In the previous and present studies, there is much research on the prediction of bike-sharing demand, and most scientists use models to analyze and predict, some researchers use a single model to analyze and predict, while others choose multiple models and select the one with the best simulation effect to predict. Including Sathishkumar and other coauthors who used mining techniques, which contain Linear Regression, Gradient Boosting Machine, Support Vector Machine (Radial Basis Function Kernel), Boosted Trees, and Extreme Gradient Boosting Trees to evaluate target data to provide some ideas in solving the problem of making the rental bike available and accessible to the public at the right time as it lessens the waiting time [5]. Subsequently, Sathishkumar only used the Random forest model for bike-sharing demand prediction, he also had the conclusion that bike-sharing demand can be further improved by considering seasonal change [6]. Apart from only using the random forest model to predict, there are other examples of using a single model to predict like regression graph regularization [7], Low-Dimensional Model [8], etc. Sometimes the bike-sharing demand can be divided into more specific areas, such as the rental demand in different stations. This can also be predicted using the TAGCN model [9], and the idea of objectifying the demand in each station also provides more specific information about the bike-sharing service.

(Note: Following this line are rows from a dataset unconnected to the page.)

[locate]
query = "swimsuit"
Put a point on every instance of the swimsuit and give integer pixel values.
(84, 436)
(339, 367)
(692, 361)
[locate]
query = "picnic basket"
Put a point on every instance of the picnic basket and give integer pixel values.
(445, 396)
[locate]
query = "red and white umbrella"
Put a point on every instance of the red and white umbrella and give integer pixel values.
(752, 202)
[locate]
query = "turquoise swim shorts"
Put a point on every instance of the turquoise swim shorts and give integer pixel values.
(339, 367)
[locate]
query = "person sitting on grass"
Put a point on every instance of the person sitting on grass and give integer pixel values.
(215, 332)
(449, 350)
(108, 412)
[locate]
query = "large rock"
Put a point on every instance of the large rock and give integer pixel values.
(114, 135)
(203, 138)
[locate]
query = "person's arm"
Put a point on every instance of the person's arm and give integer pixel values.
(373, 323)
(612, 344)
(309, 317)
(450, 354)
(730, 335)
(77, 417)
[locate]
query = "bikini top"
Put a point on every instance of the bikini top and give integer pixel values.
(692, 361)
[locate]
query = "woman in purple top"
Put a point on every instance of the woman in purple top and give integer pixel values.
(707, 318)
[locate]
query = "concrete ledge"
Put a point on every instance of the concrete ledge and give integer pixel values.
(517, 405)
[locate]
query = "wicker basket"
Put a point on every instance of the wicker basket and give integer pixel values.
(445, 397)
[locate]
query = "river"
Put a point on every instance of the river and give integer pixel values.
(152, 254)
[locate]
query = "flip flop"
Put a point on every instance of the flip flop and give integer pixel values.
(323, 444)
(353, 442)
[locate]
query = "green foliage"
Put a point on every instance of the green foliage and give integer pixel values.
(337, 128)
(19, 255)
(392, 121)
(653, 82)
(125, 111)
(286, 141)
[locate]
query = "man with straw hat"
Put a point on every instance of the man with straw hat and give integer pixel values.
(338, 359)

From the perspective of bike-sharing service, the amount of rentals is a key performance indicator for managers and supervisors in demand assessment. Therefore, the prediction of bicycle demand by bike-sharing system is a key index in economic system [10]. However, such prediction results can also benefit consumers with critical information. For example, people can anticipate the number of bike-sharing before renting it, which also dispels people's worries about not having enough bicycles to rent during peak hours to some extent. Also, trying to provide valuable information to bike-sharing services and their customers is not the only reason that leads to the study of prediction, there is research that is completed because of some problems including malicious damage, theft, chaotic parking, large-scale deficit, and bankruptcy [11].

Among the previous research, most of them are focusing on providing valuable information to the bike-sharing service system by using different types of methods. The differences between them are basically how specific is the demand—for example, in different stations or just the total number in an area—period of time(short-term or long-term), and different types of methods. It seems difficult to find some that used both machine learning to choose a model to predict and environmental elements, which will be the gap of this study.

To sum up, the research is going to focus on the prediction of bike sharing demand by hour using mostly environmental factors by linear regression, decision tree, and random forest.

3. Methodology

3.1. Data Description

This study selects a dataset which contains bicycles rented every hour in the Capital Bicycle Sharing System in Washington, D.C. from 2011 to 2012, and the corresponding climate and seasonal information.

Each factor’s detailed explanation in the selected dataset is listed in the appendix.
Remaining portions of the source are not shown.